The court battle between the San Diego Yacht Club, defender of the America's Cup, and its New Zealand challenger took an unexpected turn on Monday when New York State Supreme Court Justice Carmen B. Ciparick ordered the competition to begin on Sept. 19 off San Diego. The judge rejected the New Zealanders' petition to hold the defender in contempt of court if it entered a catamaran, a design that sailing experts regard as clearly faster than the 133-foot monohull the challengers have built and plan to sail. "Nothing in this decision should be interpreted as indicating that multihulled boats are either permitted or barred under the America's Cup Deed of Gift," said Judge Ciparick, who added that any more complaints between the two parties could be brought to the court after the race.

The decision was hailed as a victory by Tom Ehman, chief operating officer of Sail America,' which is handling SDYC's defense. "The judge is saying, 'Go race the race, boys.' " said Ehman, "and she's also telling [ New Zealand challenger] Michael Fay, 'You don't know what kind of boat San Diego is showing up with until the day of the race, and San Diego doesn't have to tell you.' " A spokesman for the New Zealand syndicate, Peter Debreceny, said, "If it's a mismatch, it will destroy the future of the America's Cup.... But the judge has ordered us to sail, and we are ready to sail, mismatch or not."

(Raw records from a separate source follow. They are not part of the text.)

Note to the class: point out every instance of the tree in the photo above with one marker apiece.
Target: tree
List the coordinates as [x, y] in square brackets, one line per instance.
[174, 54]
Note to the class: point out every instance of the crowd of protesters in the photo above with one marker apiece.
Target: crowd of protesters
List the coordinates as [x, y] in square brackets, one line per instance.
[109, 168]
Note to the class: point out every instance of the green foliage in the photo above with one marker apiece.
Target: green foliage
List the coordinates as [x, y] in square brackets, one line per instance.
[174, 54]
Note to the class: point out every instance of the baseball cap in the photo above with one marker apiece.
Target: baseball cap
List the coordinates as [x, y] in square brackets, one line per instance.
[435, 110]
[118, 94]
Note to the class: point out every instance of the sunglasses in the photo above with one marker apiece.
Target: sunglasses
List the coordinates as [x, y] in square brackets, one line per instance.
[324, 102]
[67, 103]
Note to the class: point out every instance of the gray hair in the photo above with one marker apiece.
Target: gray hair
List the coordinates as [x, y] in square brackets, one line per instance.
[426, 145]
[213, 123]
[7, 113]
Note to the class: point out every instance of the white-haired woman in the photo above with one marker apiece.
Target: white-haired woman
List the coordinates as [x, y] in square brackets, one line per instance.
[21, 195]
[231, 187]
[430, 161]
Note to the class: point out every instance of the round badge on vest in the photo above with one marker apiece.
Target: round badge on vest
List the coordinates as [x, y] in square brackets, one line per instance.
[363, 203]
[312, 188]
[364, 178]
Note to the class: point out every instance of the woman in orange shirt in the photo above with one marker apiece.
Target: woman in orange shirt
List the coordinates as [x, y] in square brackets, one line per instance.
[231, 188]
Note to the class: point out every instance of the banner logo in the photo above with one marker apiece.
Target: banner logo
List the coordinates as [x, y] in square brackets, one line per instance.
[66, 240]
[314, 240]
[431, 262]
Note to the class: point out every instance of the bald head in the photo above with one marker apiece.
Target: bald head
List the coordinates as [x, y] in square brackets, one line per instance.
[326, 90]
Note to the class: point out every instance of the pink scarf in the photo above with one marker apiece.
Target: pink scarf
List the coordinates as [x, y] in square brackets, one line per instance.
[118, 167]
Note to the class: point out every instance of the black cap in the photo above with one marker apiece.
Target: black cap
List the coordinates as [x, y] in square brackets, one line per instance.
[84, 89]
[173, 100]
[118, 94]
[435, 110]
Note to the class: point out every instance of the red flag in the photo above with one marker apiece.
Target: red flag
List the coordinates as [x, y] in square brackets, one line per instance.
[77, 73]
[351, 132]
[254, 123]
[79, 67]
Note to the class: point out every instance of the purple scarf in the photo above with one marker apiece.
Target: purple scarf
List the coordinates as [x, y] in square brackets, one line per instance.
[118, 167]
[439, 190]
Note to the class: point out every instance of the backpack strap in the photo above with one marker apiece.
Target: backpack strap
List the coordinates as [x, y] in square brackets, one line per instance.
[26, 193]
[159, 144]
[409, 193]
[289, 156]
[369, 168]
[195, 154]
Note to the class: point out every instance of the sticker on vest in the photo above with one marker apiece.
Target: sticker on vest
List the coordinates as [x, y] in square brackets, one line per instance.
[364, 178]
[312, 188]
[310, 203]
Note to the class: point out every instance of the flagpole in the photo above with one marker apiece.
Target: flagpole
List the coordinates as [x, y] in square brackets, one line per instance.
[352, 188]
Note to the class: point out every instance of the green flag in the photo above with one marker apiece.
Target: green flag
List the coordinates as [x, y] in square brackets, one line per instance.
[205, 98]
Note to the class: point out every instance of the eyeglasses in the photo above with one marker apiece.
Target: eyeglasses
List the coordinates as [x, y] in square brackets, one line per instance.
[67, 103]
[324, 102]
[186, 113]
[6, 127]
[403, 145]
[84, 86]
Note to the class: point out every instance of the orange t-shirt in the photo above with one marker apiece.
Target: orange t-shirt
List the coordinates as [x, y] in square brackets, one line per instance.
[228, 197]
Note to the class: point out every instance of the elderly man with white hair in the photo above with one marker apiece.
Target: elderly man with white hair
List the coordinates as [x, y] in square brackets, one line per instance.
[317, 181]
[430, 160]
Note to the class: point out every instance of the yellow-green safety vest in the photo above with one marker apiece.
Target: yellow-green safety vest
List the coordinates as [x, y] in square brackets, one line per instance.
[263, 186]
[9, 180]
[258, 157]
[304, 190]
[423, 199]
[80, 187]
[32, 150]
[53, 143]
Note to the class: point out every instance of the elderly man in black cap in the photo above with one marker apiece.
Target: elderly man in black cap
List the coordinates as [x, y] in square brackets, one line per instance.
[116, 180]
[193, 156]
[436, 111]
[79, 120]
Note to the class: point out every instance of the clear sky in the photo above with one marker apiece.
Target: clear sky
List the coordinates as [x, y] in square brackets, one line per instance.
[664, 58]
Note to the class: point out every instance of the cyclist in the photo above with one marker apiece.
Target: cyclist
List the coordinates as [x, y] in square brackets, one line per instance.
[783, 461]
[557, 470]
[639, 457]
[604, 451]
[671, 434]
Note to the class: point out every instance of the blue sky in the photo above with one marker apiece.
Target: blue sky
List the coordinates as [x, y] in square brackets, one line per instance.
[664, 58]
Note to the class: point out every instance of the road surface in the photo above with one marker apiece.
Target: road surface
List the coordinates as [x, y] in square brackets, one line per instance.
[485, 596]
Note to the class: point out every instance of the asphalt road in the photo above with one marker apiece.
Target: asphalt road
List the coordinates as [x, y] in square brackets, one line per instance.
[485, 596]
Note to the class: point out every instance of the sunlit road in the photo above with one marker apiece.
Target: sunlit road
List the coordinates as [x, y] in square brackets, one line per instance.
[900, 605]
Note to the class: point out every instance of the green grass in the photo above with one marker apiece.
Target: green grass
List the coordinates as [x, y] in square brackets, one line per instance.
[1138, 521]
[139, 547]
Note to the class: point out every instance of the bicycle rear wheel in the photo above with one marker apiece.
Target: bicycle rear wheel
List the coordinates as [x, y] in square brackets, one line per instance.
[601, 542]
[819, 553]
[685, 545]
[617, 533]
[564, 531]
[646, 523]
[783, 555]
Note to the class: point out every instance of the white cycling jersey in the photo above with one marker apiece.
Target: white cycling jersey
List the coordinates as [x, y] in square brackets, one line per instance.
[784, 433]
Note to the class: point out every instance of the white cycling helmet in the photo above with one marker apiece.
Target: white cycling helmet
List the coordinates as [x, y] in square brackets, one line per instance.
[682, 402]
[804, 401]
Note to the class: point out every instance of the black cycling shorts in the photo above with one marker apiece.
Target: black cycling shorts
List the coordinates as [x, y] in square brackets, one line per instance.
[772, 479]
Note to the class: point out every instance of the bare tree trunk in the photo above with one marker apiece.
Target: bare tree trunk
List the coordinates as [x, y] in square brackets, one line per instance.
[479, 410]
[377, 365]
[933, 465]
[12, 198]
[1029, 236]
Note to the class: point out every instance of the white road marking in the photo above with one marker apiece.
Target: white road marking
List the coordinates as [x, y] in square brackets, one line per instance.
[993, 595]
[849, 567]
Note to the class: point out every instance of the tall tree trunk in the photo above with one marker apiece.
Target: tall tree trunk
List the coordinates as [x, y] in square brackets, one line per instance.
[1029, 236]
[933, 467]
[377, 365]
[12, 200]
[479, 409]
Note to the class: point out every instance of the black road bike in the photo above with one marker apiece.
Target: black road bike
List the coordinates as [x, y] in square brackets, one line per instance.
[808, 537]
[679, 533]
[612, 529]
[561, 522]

When Fay, citing the 1887 Deed of Gift, first won the right to compete for the America's Cup this year in boats twice as large as the traditional 12-meter yachts, there was genuine excitement in the sailing world—the prospect of a return to yachts the size and grandeur of those in the J-boat era. But after months of litigation and the decision by the San Diego Yacht Club to employ a catamaran, it seemed that the contest had more to do with spitting than with sailing. The judge was saying, in effect. Behave like the gentlemen you're supposed to be; get out of court and settle this at sea.

THE GIRLS OF SUMMER

There's a baseball league in Glenview, Ill., with a difference. It's the two-team American Women's Baseball Association (AWBA), and though the pitcher's mound is only 50 feet from home plate and the bases are 80 feet apart, real women are playing real hardball on Saturday mornings this summer.

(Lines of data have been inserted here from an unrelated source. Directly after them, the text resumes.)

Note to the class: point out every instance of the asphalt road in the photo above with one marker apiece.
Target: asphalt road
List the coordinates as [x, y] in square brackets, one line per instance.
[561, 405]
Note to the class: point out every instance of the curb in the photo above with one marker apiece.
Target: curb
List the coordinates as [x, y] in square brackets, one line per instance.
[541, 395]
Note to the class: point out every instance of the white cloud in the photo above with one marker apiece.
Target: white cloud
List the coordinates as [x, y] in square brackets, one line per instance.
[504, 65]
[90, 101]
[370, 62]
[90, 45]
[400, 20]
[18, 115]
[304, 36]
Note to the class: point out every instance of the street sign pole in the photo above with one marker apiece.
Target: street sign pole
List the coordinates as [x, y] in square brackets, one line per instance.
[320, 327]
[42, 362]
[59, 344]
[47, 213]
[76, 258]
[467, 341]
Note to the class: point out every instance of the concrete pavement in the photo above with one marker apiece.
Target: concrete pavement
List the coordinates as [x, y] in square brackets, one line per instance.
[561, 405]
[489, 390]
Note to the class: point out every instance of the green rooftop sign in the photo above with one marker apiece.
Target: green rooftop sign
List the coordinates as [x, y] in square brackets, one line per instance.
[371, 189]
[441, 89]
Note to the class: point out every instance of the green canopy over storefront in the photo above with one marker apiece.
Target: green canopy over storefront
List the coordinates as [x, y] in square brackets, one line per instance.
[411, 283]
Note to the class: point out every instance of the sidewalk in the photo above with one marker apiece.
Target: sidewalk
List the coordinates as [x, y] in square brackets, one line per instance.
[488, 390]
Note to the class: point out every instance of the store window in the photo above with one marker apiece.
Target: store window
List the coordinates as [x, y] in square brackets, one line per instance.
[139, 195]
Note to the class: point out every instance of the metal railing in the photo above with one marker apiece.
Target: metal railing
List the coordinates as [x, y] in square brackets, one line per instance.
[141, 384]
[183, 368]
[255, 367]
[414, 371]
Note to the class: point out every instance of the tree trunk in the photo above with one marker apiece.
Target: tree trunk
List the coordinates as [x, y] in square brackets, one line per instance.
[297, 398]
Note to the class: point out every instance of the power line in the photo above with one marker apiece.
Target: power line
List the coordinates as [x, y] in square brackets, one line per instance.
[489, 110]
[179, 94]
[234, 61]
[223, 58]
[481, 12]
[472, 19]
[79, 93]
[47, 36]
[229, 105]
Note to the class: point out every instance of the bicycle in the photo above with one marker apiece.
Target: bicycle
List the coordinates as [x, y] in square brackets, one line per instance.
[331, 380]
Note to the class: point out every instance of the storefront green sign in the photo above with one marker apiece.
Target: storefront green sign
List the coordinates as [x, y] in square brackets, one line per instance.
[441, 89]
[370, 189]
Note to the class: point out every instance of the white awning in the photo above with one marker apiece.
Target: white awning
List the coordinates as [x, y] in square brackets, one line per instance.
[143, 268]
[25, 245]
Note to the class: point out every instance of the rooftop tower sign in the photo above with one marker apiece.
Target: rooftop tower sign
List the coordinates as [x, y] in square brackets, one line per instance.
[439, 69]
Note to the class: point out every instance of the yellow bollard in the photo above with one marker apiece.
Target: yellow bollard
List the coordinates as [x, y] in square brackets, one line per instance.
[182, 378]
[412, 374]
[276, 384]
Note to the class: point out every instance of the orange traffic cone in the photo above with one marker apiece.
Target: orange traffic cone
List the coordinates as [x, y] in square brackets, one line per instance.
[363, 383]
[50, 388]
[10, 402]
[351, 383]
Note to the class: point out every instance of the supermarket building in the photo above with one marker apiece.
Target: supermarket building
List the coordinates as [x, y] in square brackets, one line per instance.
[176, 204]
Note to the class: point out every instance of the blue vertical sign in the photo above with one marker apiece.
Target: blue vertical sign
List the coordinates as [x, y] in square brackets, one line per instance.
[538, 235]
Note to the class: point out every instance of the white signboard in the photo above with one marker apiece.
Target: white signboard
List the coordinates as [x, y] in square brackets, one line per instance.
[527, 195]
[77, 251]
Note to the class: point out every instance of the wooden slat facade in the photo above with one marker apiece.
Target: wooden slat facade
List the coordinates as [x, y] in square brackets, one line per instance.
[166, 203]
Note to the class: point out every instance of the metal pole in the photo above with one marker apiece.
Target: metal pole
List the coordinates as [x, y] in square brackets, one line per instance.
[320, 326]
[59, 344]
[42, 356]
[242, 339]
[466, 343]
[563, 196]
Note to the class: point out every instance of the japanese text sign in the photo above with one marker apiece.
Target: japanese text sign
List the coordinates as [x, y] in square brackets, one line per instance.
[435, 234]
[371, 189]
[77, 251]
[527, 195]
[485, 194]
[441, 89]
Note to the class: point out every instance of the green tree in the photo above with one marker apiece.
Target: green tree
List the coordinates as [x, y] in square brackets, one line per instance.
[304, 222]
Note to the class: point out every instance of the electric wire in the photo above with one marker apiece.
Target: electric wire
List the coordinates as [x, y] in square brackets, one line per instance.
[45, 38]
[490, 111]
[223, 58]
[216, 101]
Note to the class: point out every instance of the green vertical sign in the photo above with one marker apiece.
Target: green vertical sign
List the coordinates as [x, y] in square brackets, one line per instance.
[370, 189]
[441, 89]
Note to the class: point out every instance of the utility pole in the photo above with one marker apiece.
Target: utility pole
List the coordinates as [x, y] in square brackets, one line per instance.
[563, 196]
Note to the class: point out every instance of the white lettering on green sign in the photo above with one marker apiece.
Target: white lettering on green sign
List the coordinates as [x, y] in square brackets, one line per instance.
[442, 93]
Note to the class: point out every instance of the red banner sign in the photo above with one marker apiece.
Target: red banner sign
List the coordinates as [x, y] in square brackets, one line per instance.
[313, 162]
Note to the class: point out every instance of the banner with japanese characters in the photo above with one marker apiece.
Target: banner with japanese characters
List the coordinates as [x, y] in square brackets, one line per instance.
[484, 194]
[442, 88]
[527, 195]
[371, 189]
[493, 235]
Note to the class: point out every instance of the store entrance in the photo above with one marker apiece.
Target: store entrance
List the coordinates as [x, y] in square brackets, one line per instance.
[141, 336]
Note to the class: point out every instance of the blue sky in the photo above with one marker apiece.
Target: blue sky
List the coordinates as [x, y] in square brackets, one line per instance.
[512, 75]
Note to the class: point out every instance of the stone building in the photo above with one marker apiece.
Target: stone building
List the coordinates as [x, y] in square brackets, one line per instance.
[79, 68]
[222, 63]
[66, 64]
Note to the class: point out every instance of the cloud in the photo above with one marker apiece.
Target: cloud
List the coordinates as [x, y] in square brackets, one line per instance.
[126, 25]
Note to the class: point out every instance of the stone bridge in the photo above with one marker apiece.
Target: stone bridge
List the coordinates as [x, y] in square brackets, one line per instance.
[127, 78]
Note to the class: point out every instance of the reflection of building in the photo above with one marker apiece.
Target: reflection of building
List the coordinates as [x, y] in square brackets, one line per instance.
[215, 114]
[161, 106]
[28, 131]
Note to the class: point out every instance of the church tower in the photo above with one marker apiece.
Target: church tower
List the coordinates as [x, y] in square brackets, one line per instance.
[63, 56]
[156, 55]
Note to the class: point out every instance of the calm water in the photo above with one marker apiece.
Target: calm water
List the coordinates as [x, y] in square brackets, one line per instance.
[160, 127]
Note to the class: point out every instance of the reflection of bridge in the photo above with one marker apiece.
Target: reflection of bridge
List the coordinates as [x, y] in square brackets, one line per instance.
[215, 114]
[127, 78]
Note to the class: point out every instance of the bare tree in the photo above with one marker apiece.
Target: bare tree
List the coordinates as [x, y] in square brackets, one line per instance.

The AWBA was founded by Darlene Mehrer, a 44-year-old free-lance editor in Glenview, a suburb of Chicago. Mehrer, an avid Chicago Cub fan who also puts out a newsletter called Base Woman, had attended a fantasy camp run by former Cub catcher Randy Hundley last year and wanted to pursue her interest in the game even further. "I couldn't find a league, so I started one," she says. Her league has 34 players, ranging in age from 17 to 55 and in occupation from bookkeeper to veterinarian. The only other concessions the league makes to gender besides the shorter distances are seven-inning games and a ban on stealing. "If I could throw runners out, we might have had stealing," says Mehrer, a catcher for the Gators.

The spiritual foremother of the new league is the All American Girls Baseball League, a four-team loop that was started in 1943 by Cub owner Phil Wrigley and that survived until 1954. Seven alumnae of that league were among the 100 spectators at the official debut of the AWBA on July 16 at Elm Park in Glenview. In the first game the Daredevils defeated the Gators 11-6. The heroine of the day was Daredevils shortstop Kathy Landeweer, a 29-year-old house painter from Arlington Heights, Ill., who hit a three-run homer. Mehrer was disappointed in her own performance—she was fanned all three times up—but she says, "Everybody had a great time."

SOCK IT TO EM

Marty Noble, who covers the New York Mets for Newsday, walked into their clubhouse the other day and noticed that relief pitcher Randy Myers was wearing argyle socks.